La República del Perú cuenta con un nuevo presidente interino tras la sorpresiva vacancia de Dina Boluarte, votada por el Congreso este jueves. El abogado de 38 años, José Enrique Jerí Oré, se convierte en el octavo mandatario del país en menos de una década, pero su ascenso al poder ha suscitado serias dudas sobre su idoneidad moral debido a un historial político cargado de escándalos y graves denuncias judiciales.
Jerí Oré, quien comenzó su carrera política en 2013 con el partido conservador Somos Perú, asume la presidencia con múltiples acusaciones en su contra. Entre las más alarmantes se encuentra una denuncia de presunta violación sexual. A principios de este año, una mujer lo acusó de haber abusado de ella mientras estaba inconsciente por el consumo de alcohol. Aunque el entonces congresista negó los hechos y el Congreso evitó iniciar una investigación de destitución, la Fiscalía archivó la causa en agosto por “falta de pruebas suficientes”.
Además, Jerí enfrenta un proceso abierto por desobediencia a la autoridad, relacionado con un diagnóstico de impulsividad y conducta sexual patológica que le exigía someterse a tratamiento psicológico, lo cual no cumplió.

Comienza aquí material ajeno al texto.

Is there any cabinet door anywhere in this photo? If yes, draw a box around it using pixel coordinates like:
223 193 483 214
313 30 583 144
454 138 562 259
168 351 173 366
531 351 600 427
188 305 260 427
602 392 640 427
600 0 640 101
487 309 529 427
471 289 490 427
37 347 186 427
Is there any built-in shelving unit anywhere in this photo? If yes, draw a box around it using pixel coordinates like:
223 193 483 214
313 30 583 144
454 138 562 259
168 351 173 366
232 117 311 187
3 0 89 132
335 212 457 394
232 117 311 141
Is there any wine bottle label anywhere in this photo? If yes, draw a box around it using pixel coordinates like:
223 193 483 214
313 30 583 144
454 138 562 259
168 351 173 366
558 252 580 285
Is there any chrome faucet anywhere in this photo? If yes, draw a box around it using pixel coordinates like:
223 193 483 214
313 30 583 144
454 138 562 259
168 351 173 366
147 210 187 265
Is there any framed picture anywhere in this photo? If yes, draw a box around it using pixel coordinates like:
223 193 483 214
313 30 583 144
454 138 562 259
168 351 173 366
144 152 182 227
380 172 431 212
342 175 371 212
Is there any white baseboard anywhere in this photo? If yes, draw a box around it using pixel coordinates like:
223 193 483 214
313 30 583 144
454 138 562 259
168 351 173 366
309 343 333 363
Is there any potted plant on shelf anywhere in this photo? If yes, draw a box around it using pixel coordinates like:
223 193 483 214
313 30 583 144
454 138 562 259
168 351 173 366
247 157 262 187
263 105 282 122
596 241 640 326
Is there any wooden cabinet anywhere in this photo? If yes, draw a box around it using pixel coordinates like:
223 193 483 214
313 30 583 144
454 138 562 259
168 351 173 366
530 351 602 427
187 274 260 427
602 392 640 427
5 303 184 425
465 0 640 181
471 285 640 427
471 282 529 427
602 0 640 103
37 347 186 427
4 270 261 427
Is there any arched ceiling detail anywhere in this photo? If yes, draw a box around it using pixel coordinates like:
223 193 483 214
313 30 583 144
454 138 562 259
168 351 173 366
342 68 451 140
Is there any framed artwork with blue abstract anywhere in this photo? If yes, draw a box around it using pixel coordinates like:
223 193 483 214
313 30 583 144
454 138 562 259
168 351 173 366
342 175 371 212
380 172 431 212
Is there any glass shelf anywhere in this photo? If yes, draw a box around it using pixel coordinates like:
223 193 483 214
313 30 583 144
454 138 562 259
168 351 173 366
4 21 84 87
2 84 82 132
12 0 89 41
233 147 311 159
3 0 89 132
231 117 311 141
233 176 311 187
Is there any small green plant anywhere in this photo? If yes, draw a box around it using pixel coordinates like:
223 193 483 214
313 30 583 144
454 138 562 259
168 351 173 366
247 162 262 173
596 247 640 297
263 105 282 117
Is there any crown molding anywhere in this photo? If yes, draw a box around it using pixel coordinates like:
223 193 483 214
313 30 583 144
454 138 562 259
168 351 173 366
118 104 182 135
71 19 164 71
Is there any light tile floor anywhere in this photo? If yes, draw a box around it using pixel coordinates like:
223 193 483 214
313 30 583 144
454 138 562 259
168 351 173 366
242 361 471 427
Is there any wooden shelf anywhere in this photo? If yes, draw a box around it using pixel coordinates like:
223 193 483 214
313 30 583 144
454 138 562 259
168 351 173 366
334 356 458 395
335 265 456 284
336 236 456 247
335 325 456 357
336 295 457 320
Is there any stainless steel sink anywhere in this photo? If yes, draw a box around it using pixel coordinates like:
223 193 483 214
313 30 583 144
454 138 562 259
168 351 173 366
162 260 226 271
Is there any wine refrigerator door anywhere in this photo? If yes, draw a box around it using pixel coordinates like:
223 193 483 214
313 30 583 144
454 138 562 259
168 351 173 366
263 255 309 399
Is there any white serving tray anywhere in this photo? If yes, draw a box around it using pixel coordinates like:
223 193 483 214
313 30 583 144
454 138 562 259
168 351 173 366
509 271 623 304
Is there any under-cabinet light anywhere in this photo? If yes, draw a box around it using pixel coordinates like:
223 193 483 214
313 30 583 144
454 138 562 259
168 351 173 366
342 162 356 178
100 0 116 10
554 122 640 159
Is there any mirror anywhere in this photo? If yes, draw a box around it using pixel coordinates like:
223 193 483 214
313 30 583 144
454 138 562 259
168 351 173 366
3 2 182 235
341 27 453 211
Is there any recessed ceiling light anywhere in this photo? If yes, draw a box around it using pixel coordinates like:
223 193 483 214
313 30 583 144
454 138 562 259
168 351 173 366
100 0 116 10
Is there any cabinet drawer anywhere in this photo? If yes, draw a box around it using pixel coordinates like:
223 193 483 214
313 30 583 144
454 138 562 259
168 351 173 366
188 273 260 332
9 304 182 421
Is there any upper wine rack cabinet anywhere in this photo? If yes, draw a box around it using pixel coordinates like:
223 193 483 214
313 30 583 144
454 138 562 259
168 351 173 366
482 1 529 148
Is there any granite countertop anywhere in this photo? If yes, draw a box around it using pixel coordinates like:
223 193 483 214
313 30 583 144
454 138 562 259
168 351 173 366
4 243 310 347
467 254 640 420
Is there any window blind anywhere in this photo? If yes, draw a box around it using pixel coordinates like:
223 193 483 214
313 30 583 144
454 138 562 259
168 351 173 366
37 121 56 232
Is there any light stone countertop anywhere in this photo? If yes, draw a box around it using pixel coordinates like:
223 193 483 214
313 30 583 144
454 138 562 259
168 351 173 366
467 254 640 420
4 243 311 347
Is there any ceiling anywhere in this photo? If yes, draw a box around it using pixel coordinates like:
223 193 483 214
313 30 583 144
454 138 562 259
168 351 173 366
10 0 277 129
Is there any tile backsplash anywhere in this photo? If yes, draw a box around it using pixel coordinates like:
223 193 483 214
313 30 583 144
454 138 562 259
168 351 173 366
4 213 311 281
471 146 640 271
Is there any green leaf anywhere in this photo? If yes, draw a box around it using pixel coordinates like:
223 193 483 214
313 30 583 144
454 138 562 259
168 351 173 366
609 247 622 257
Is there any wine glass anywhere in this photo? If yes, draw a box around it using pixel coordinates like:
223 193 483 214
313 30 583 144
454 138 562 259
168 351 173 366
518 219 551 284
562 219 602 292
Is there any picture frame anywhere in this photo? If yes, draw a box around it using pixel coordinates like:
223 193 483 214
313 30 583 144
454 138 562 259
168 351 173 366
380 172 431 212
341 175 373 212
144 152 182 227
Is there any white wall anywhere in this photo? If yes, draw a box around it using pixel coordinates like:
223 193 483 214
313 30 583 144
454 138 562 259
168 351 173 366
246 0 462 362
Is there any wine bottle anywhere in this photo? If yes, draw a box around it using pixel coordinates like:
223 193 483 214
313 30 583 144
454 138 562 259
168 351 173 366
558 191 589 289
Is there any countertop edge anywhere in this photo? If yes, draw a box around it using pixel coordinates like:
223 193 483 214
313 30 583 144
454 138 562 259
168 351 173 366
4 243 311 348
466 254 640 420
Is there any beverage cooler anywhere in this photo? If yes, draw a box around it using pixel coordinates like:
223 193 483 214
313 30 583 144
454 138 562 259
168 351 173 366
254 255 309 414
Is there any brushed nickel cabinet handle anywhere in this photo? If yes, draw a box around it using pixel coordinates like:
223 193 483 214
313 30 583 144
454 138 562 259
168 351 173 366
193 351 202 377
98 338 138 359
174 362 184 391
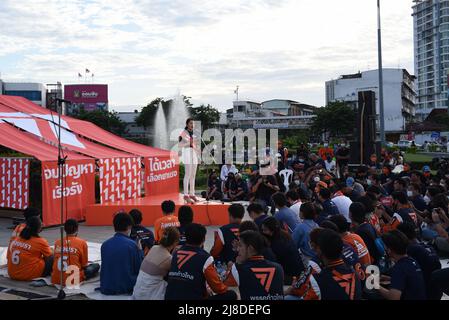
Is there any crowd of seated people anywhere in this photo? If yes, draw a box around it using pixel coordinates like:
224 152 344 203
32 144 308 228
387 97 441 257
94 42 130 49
8 145 449 300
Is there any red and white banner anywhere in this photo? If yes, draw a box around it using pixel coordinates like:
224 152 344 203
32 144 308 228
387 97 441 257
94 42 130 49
42 159 95 226
99 157 142 203
0 158 30 210
145 156 179 197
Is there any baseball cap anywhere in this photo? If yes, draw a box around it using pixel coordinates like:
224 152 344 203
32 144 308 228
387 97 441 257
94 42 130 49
346 177 355 188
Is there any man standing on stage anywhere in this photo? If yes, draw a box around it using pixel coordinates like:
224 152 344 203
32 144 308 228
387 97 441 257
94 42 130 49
179 118 200 203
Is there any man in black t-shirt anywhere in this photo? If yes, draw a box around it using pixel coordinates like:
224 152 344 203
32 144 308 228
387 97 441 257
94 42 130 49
397 223 441 292
251 174 280 205
129 209 154 255
335 143 350 176
316 229 362 300
225 230 284 301
379 230 426 300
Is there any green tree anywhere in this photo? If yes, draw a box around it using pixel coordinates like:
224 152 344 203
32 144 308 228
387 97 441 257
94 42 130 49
74 109 126 135
189 104 220 130
136 98 170 128
312 102 356 137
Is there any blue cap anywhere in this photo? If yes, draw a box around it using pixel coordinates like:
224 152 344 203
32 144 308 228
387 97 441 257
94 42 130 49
346 177 355 188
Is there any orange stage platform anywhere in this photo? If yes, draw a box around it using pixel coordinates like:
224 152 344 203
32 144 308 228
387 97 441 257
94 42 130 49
86 194 230 226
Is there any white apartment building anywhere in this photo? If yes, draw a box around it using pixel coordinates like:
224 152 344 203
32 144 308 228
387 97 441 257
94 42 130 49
413 0 449 120
326 68 416 133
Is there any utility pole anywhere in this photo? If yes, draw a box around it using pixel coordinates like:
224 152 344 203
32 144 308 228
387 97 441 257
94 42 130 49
377 0 385 147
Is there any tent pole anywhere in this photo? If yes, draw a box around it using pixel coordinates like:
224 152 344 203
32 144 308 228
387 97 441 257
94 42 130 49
56 101 65 300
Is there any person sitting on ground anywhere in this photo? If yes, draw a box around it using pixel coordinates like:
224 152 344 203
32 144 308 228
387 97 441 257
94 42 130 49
397 223 441 293
318 220 364 272
292 202 318 260
129 209 154 256
332 182 352 222
246 203 268 230
383 191 418 232
132 227 179 300
100 212 143 295
428 268 449 300
315 229 362 300
203 170 223 200
210 203 245 265
228 173 248 201
165 223 237 300
51 219 100 286
378 230 426 300
238 220 277 262
285 190 302 217
154 200 179 242
7 216 54 281
407 183 428 211
349 202 381 264
329 215 371 269
317 188 340 224
272 192 300 234
343 177 365 202
225 231 284 300
393 178 407 193
178 206 193 246
324 153 337 175
11 207 41 238
262 217 305 285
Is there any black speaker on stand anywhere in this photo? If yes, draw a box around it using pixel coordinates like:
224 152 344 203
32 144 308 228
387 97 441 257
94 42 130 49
350 91 380 165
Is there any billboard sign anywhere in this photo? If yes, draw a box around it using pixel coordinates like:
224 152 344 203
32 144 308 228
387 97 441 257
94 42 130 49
64 84 108 114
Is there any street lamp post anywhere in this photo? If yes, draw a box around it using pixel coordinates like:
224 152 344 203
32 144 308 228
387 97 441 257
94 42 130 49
377 0 385 146
377 0 385 147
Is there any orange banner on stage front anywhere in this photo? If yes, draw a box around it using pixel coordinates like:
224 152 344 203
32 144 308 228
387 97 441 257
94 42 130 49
42 159 95 226
144 155 179 197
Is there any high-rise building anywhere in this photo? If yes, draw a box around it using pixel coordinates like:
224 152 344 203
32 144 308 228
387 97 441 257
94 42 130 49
326 68 416 133
413 0 449 120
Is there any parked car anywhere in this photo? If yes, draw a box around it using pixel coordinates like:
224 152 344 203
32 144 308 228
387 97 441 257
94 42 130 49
385 141 395 148
398 140 422 150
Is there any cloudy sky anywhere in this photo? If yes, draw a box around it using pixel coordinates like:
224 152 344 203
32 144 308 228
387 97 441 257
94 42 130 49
0 0 413 111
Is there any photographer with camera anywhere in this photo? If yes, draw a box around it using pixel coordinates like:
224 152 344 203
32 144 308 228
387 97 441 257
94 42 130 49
250 171 280 206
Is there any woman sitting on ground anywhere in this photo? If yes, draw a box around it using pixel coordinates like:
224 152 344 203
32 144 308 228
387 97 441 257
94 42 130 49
262 217 305 285
7 216 53 281
133 227 179 300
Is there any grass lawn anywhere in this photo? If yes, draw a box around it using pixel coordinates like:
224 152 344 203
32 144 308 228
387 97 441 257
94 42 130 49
404 153 432 164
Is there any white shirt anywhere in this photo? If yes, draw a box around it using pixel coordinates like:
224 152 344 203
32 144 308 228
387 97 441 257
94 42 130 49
332 195 352 222
324 160 337 172
290 200 302 218
220 164 239 181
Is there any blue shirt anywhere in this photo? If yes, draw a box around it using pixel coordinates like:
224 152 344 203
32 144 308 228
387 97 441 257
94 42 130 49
317 199 340 223
412 195 427 211
292 219 318 257
274 207 300 234
100 233 143 295
254 214 268 230
390 257 426 300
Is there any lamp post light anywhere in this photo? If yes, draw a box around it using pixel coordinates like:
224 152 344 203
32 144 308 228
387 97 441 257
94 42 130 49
377 0 385 147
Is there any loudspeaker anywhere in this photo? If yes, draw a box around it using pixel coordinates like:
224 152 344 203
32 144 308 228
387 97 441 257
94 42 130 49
351 91 380 164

También se le investiga por un notable incremento de su patrimonio, que creció un 1.000% en solo tres años, permitiéndole adquirir, entre otras propiedades, un departamento de playa.
Otra de las acusaciones que ensombrecen su carrera es su supuesta participación en un grupo de parlamentarios que negociaron votos a cambio de prebendas para destituir a la fiscal suprema Zoraida Ávalos en 2023. La trayectoria política de Jerí despegó en las elecciones de 2021, cuando pudo acceder al Congreso ocupando la curul que dejó vacante el expresidente Martín Vizcarra tras ser inhabilitado.
En solo cuatro años, este exprocurador público y secretario general regional ascendido a la cima del poder, a pesar de las serias acusaciones que han marcado su carrera. La llegada de José Enrique Jerí Oré a la presidencia interina reaviva el debate sobre la moralidad y transparencia que deben regir a los líderes políticos en Perú, un país que sigue luchando por estabilizar su democracia.